Partage des tâches chez les gamètes. Vous pensez que la reproduction humaine se résume à un spermatozoïde qui, tel un preux chevalier, vient pénétrer un ovule passif, sorte de Belle au bois dormant ? Dans un article aussi drôle que documenté publié dans Slate.fr, la journaliste Daphnée Leportois dynamite l’une des plus grosses fake news aujourd’hui encore véhiculée dans de très sérieux articles scientifiques. Une lecture édifiante sur l’imprégnation des clichés sexistes jusque dans la science.

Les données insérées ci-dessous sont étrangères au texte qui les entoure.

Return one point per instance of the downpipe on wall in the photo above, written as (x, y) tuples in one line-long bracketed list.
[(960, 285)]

Les 115 ans de L’Humanité. Placé jeudi en redressement judiciaire, L’Humanité poursuit son activité et a lancé une campagne de souscription. La journaliste Chloé Leprince y a vu l’occasion de revenir, dans le site de France Culture, sur l’histoire du quotidien communiste, fondé en 1904, à travers quatre épisodes de son histoire, pas tous glorieux. On y découvre notamment ses premières critiques vis-à-vis du pouvoir soviétique en 1968, lors de la répression du Printemps de Prague, après l’occultation des purges menées sous Staline.

Cavale sonore. L’oubli d’une carte de fidélité peut mener à des cavales aux allures rocambolesques. C’était l’histoire de la bande dessinée «Zaï zaï zaï zaï» de l’auteur français Fabcaro ; c’est devenu celle d’un podcast de l’équipe Megacombi qui diffuse ses créations sur la radio lyonnaise Radio Canut. Cette fiction sonore a reçu dimanche dernier l’un des prix de la 16e édition du festival Longueur d’ondes, dont Télérama publie l’ensemble des sons récompensés.

Estampes géolocalisées. George Tattersall, un ingénieur informatique passionné d’estampes japonaises, a entrepris de placer les œuvres de l’artiste japonais Utagawa Hiroshige (1797-1858) sur une carte cliquable. On navigue ainsi d’estampe en estampe entre la capitale, Edo (ancien nom de Tokyo), la côte et la campagne japonaise du XIXe siècle. En cliquant sur des cercles représentant chacun un lieu, on accède à l’œuvre correspondante et à un descriptif en anglais.